Rules must change to adapt to circumstances; as an easy example, witness this year's rule changes in the NFL. Long-standing behaviors are having to be modified as evidence of brain damage and problematic play screws up the league; the changes must at once obey not only the principles of self-interested expedience for Chair Roger Goodell, but must also retain the facets of the game that are valued by others, and therefore, controversy over the changes exists. That's not surprising: in American law, Congress faces this every term.
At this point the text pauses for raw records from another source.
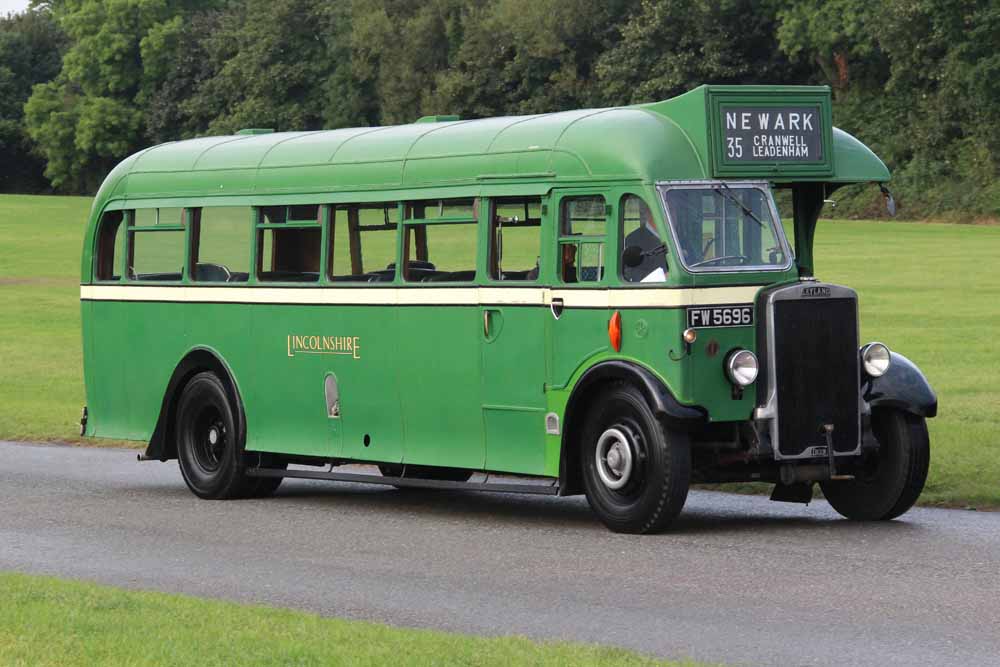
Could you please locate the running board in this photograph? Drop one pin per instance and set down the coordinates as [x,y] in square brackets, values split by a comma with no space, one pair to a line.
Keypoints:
[360,478]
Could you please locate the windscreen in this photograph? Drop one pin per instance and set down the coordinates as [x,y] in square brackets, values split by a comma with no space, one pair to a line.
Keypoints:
[725,228]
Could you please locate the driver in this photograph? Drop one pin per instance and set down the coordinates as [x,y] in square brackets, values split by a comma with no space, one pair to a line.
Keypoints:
[646,238]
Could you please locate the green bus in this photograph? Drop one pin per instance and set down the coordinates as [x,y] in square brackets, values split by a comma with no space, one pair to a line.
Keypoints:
[601,301]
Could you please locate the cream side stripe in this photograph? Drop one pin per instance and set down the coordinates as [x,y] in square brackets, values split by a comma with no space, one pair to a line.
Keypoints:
[456,296]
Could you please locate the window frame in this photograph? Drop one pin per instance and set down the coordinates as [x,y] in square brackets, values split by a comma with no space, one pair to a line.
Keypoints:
[490,205]
[410,223]
[132,229]
[579,240]
[355,247]
[120,235]
[257,241]
[777,227]
[193,252]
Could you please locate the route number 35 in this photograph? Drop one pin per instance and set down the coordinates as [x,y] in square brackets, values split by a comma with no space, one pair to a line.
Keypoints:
[734,147]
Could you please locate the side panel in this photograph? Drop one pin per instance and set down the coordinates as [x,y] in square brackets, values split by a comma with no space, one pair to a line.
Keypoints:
[131,354]
[295,348]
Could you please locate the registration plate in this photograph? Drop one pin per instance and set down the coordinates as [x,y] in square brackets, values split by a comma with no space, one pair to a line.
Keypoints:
[720,316]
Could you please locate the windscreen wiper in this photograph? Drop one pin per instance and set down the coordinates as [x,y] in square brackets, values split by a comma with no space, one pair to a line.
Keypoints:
[728,195]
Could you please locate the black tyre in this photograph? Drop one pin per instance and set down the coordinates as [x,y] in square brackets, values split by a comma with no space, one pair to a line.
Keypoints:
[889,483]
[636,474]
[209,446]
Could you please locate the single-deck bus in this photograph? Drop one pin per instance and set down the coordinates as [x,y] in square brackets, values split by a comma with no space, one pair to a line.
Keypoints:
[600,301]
So the people must trust those who create and modify the law. Likewise - even more importantly - the people must trust those who enforce the law, as the front line against chaos. By-the-numbers enforcement cannot work, as the law is so absurdly detailed and police power is so limited that cops regularly have to let some crimes slide and punish others. Every traffic cop knows this. So the cop must see to the spirit of the law, which is supposed to be a reflection of society's values. The image of the law as a systematic and entirely rational set of rules is absurd and easily dismissed by pointing out rules surrounding both drugs and child custody: the court preference for mothers, and the public opinion that drugs should be outlawed, are based on generalities that are not only poorly proven but based on popular and wrong conceptions of responsibility that, in a rational society, would be handled on a case-by-case basis.
I have to wonder if society would be better off with less law, less reliance on law, and more willingness to push their values through means other than government legislation. It might pull people back into their communities, and it might create greater incentives to be decent people.